BR: In my fiction, I think I’m writing towards empathy – or at the very least, compassion and connection. Several reviews of my book of short stories described some of my characters as losers, the dispossessed, the invisible. That wasn’t a conscious choice for me – I just wrote about people and situations that made me curious about what was happening beneath the obvious. Vulnerability is where we are most authentically ourselves. I want to write about people in the moments where there’s a lot at stake emotionally. In my novel, I’m trying to have compassion for my characters, even if I don’t like them or approve of what they’re doing. I admire my main character, Edie, for her reserved nature, her restraint, and her instinct for self-preservation yet I can also see where her vulnerabilities lie. Getting inside her head was hard for me because even though I could relate to her experiences, I would not respond the way she did. For me, writing fiction is ultimately about empathy because I have to get into somebody else’s head and imagine how they think and feel and how they experience and navigate the world, even if it’s radically different from my way of being.

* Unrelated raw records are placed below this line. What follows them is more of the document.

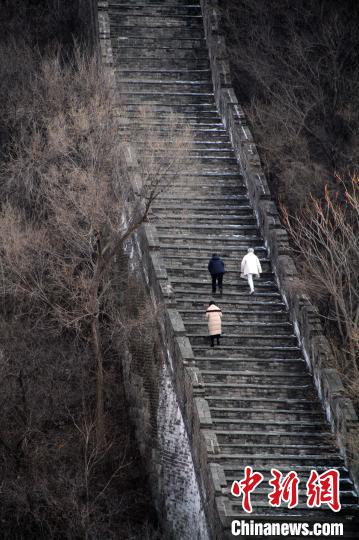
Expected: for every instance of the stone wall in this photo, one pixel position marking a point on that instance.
(89, 17)
(168, 418)
(338, 406)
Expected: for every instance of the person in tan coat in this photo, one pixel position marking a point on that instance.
(214, 317)
(250, 268)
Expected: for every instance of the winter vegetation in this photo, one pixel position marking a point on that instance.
(296, 74)
(70, 304)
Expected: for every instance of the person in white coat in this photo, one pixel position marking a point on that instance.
(214, 317)
(250, 267)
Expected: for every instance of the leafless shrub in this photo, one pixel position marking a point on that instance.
(326, 236)
(70, 202)
(295, 74)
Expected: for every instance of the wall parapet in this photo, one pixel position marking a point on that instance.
(339, 408)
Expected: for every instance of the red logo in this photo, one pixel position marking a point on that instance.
(246, 486)
(324, 489)
(285, 490)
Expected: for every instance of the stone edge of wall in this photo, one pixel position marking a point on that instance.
(339, 408)
(88, 14)
(186, 377)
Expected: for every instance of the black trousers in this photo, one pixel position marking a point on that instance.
(212, 339)
(217, 278)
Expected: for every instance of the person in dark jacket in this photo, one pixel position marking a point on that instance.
(216, 269)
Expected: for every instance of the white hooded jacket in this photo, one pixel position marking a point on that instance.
(250, 265)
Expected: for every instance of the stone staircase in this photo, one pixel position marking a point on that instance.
(264, 407)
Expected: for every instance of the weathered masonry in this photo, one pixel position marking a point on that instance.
(266, 396)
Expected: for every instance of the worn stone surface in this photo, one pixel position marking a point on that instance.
(252, 400)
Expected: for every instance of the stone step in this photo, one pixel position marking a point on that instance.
(242, 329)
(201, 112)
(145, 10)
(195, 263)
(191, 99)
(231, 286)
(198, 294)
(170, 41)
(166, 75)
(191, 221)
(259, 390)
(182, 225)
(245, 316)
(214, 374)
(157, 29)
(265, 415)
(202, 209)
(261, 506)
(223, 303)
(300, 449)
(259, 351)
(277, 459)
(181, 188)
(246, 339)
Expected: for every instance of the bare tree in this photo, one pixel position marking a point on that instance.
(295, 74)
(72, 203)
(326, 236)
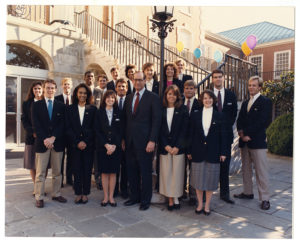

SK: What is new in the world that you need to capture in your writing? BR: In this novel, I look at addiction and mental health issues and the impact they have on people, and their families, relationships, and communities, but I think there’s so much more to say. Right now, it feels like there’s a palpable anxiety in St. John’s that’s been bubbling for a while. We’re experiencing a housing crisis, increasing poverty, serious addiction problems, and growing violent crime, all of which seem to be exacerbated by the pandemic. As a counsellor, I see how this affects people’s well-being in ways they sometimes don’t even realize. As a writer, I want to explore this unease and distress through characters and situations that help me tell a story that deepens our understanding of people’s struggles. These ideas are showing up in some of the short stories I’m currently writing, and I’m curious about what happens next.

Beth Ryan’s first novel, If We Caught Fire, was published by Breakwater Books in 2023. Her collection of short fiction, What Is Invisible (Killick Press, 2003), won the Margaret and John Savage First Book Award in 2004 and was shortlisted for the Newfoundland and Labrador Book Award for Fiction and the APMA Best Atlantic-Published Book Award. Her stories have appeared in TickleAce, the New Quarterly, the Newfoundland Quarterly, Hearts Larry Broke, The Cuffer Anthology, and Weather’s Edge, been broadcast on CBC Radio, and won awards from the NL Arts and Letters Competition, the Cuffer Prize, the Atlantic Writing Competition, and the Victoria School of Writing. For twenty-four years, Ryan made her living as a writer and editor – first in journalism and later in communications and web content. After making a career change in 2011, she is now a counselling therapist in private practice in St. John’s.